Common Outcomes & Processes:
* Lifting/Bleaching is Required: Brunette hair contains a lot of red and orange underlying pigment. To achieve blonde, you need to lift the natural color out of the hair shaft. This usually involves using a bleaching agent (developer and lightener powder) that opens the hair cuticle and oxidizes the melanin (the pigment that gives hair its color).
* Hair Damage: Bleaching is damaging to the hair, as it weakens the hair shaft. The more levels of lift required, the more damage there will be. This can lead to dryness, breakage, split ends, and a change in hair texture.
* Brassy or Orange Tones: If the hair isn't lifted enough, or if the lifting process isn't done correctly, the underlying warm tones (orange, red, yellow) can become very prominent. This results in "brassy" blonde.
* Multiple Sessions: Going from very dark brown to very light blonde often requires multiple salon sessions spaced several weeks apart. This allows the hair to recover somewhat between treatments and minimizes damage.
* Toner: After bleaching, a toner is usually applied. Toners deposit pigment to neutralize unwanted warm tones (like brassiness) and create the desired blonde shade. They can add ashy, cool, or neutral tones.
* Uneven Results: Uneven application of bleach, using the wrong developer strength, or having hair that's been previously chemically treated can lead to patchy or uneven blonde.
* Color Correction: If the results are undesirable (too brassy, uneven, too damaged), color correction might be needed. This is a more complex process that involves adjusting the color to achieve a more even and desirable result.
* Potential for Hair Breakage or Chemical Cut-Off: If over-processed or damaged, hair can become extremely fragile and prone to breakage. In severe cases, the hair can even break off at the root (chemical cut-off).
Factors Influencing the Outcome:
* Starting Hair Color: The darker the natural hair color, the harder it is to achieve a light blonde.
* Desired Shade of Blonde: A subtle, honey blonde is easier to achieve than platinum blonde.
* Hair Condition: Healthy, virgin hair will lift better and sustain less damage than hair that's already been chemically treated.
* Products Used: High-quality bleach, developer, and toners can help minimize damage and improve the final result.
* Skill of the Colorist: A skilled and experienced colorist can assess the hair's condition, choose the appropriate products, and apply them correctly to achieve the desired blonde while minimizing damage.

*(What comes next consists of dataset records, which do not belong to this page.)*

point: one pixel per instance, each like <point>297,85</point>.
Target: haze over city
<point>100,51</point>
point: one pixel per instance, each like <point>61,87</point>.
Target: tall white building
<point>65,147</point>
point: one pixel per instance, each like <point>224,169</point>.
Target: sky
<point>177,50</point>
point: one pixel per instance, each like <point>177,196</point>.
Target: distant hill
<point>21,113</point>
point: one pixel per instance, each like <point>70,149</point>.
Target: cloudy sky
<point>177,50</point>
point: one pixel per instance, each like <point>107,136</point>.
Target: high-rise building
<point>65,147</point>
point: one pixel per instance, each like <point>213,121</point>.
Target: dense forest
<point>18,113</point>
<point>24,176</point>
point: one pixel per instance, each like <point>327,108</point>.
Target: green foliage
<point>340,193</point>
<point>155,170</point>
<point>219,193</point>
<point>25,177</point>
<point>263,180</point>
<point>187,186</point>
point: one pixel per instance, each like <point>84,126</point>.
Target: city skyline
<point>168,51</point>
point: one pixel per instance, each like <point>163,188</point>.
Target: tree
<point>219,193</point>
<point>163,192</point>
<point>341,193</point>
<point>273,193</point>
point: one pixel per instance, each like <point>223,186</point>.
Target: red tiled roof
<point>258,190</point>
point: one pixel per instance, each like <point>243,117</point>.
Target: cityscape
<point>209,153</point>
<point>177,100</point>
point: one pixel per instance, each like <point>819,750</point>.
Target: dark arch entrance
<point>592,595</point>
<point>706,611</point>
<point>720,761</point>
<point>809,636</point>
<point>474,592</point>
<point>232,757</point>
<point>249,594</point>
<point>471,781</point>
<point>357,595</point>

At home bleaching can lead to major issues if not done right.
Here's a simplified breakdown:
1. Bleach: The brunette applies bleach to their hair.

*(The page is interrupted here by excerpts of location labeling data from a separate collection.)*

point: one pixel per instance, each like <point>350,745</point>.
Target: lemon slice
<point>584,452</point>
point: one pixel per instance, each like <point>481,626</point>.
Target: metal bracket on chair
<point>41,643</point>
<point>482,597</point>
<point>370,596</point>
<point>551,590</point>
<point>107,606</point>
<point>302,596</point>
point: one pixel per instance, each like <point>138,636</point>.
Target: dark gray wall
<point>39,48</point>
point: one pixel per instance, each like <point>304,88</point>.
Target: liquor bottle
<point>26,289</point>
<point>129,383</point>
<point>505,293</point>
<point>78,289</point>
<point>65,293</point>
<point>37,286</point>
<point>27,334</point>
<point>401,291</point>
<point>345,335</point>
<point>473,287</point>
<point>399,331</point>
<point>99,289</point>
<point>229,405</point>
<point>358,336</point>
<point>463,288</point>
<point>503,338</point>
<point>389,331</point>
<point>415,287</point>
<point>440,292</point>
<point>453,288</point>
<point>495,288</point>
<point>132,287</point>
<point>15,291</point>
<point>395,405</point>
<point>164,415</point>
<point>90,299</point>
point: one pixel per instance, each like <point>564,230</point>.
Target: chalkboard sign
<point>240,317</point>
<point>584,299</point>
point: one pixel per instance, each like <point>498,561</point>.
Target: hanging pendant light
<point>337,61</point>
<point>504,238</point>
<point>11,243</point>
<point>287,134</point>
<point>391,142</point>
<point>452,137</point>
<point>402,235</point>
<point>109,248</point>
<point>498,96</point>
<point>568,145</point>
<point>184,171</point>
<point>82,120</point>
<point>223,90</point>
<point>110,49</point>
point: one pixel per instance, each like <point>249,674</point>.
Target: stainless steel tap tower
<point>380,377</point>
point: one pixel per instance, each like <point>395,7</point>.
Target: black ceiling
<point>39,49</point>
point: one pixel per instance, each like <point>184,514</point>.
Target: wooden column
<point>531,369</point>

2. Lifting: The bleach lifts the natural hair color.
3. Warm Tones: Underlying warm tones are revealed (orange, red, yellow).
4. Toner: Toner is applied to neutralize unwanted warm tones.
5. Final Result: Ideally, the hair is blonde, but it may be brassy, damaged, or uneven depending on the factors mentioned above.
In conclusion, dyeing brunette hair blonde is a significant chemical process that carries risks. It's generally recommended to consult with a professional colorist to ensure the best possible outcome and minimize damage. At-home bleaching can lead to unintended and undesirable results if not done properly.